Jesus, however, did have some things to say about human sexuality in general, and what he said is telling. First, during one of his many conversations with his adversaries, he told them, “Have you not read (in the law) how from the beginning God created them male and female?” To me, this is Jesus’s way of saying, “Duh, people. Isn’t it obvious? Male and female go together; nothing else does.” Second, Jesus was clear that fornication was unacceptable to God … and fornication is defined as any sexual relationship outside the bonds of marriage … and the Bible clearly demonstrates that marriage is between one man and one woman … so by speaking against fornication, Jesus is speaking against every type of sexual relationship outside “one man/one woman” marriage—including bestiality, adultery, pedophilia, polygamy, and, yes, homosexuality.

Homosexuals Missing a Lot of Points

The Rev. (and I use that term loosely) Susan Russell of All-Saints Episcopal Church in Monrovia, Calif., said some while back: “The United States is founded on values of freedom of religion and from religion.” Actually, “reverend,” “freedom from religion” is nothing but a fanciful idea dreamed up by atheists and the ACLU (the Anti-Christian-Liberties Union). Like “separation of church and state,” it’s a phrase found nowhere in our nation’s founding documents. Besides that, no one can be free from religion; even if you don’t subscribe to an “organized” religion, you subscribe to whatever unorganized hodgepodge you decide upon throughout the course of your life. In other words, you believe something, and whatever it is you believe, that is your religion.

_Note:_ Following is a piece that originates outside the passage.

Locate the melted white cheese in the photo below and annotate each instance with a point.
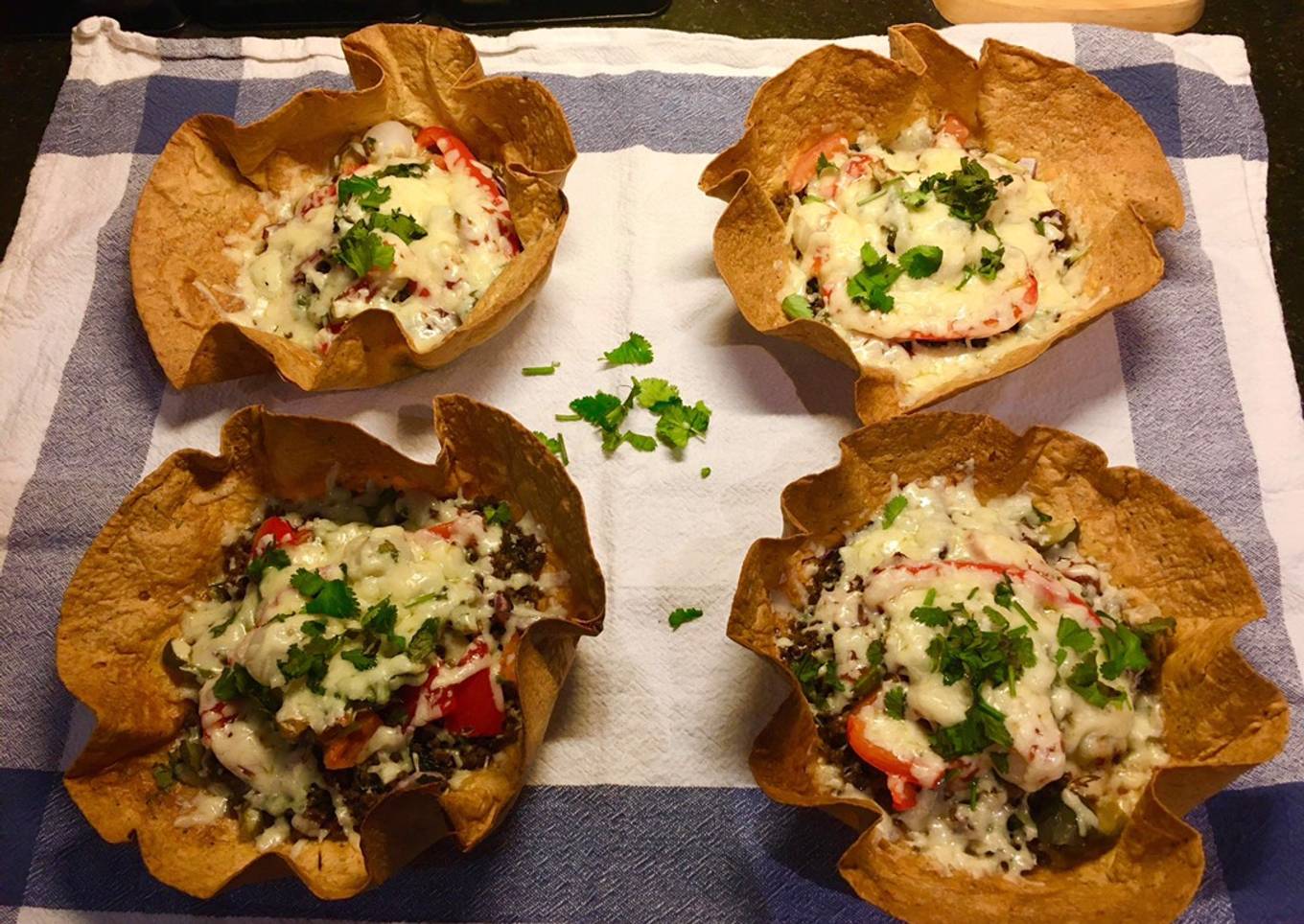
(291, 283)
(937, 558)
(873, 196)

Russell went on to say: “All-Saints is part of a national group that believes God’s laws include everyone and that the United States Constitution provides protection for everyone.” Well, duh. Of course the Constitution applies equally to everyone—but it doesn’t say anything about marriage (or abortion, for that matter). And true equality doesn’t mean equal results; it means having equal protection of our basic civil (political) rights, and we all have that. You can disagree with any decision, but a decision not in your favor doesn’t mean that your basic rights have been violated.

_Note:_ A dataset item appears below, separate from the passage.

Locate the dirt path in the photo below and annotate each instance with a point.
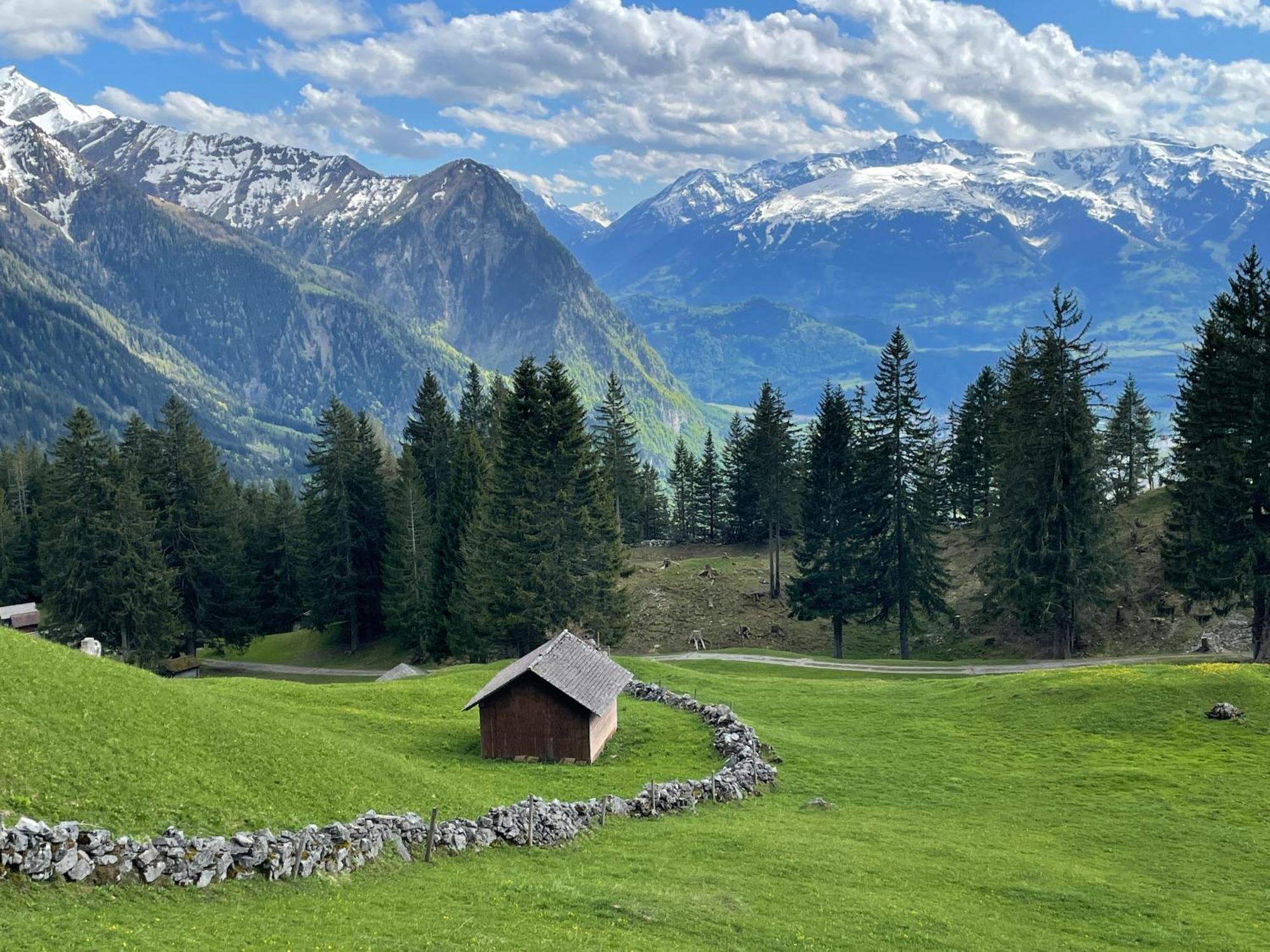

And it’s funny that Russell speaks of God’s laws applying to everyone, because she glaringly fails to encourage obedience to one of His fundamental teachings: that He designed marriage as a particular thing, to the exclusion of all other things, as a way of demonstrating to us the differences and similarities between Himself and humans, and His desire (despite our differences) for intimacy with us.

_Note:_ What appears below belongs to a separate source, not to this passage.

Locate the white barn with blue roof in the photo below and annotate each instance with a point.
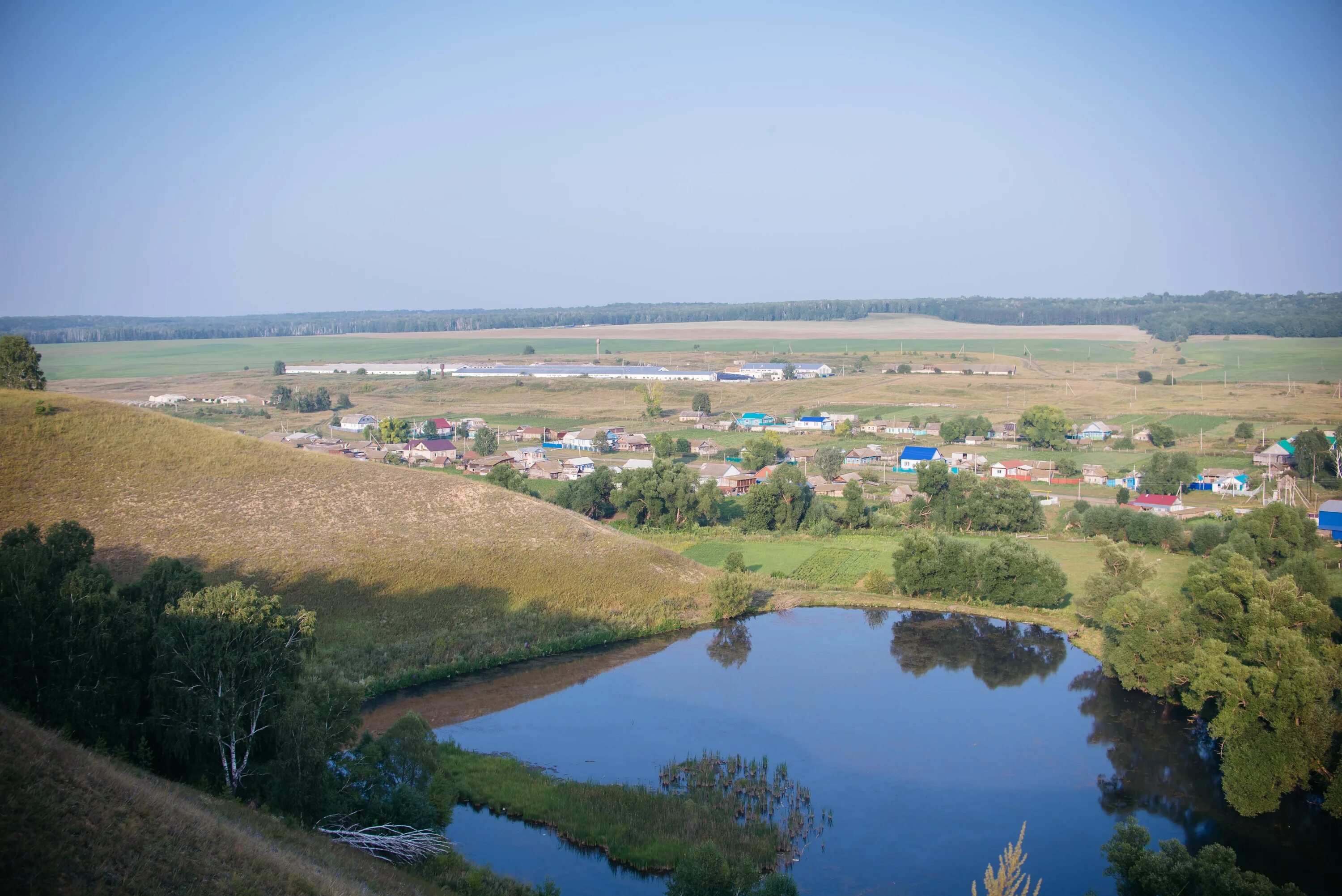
(913, 456)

God is clear in his displeasure with homosexuality, as is nature. If you have disagreement with these, then on what do you base your disagreement? Love? The world doesn’t know what true love is. True Love came to us 2,000 years ago and we nailed him to a cross. The world wouldn’t know love if it stared it in the face. And if your definition of love was the one standard, the be-all and end-all, then what of one man and several women who say they “love” each other? And what of the 23-year-old woman and the 16-year-old boy who say they “love” each other, and that their relationship is “consensual”? Just as most people recognize the obvious truth that adults shouldn’t be having sex with children, it should be just as obvious that two males or two females don’t go together.

This entire issue is ridiculous. I’ve heard a few people say that same-sex marriage should never have come before voters; they’re right, it shouldn’t have—because the proper sexual relationship between the sexes should be as clear as day, and unnatural behaviors should be left to the darkness, from whence they come and where they belong.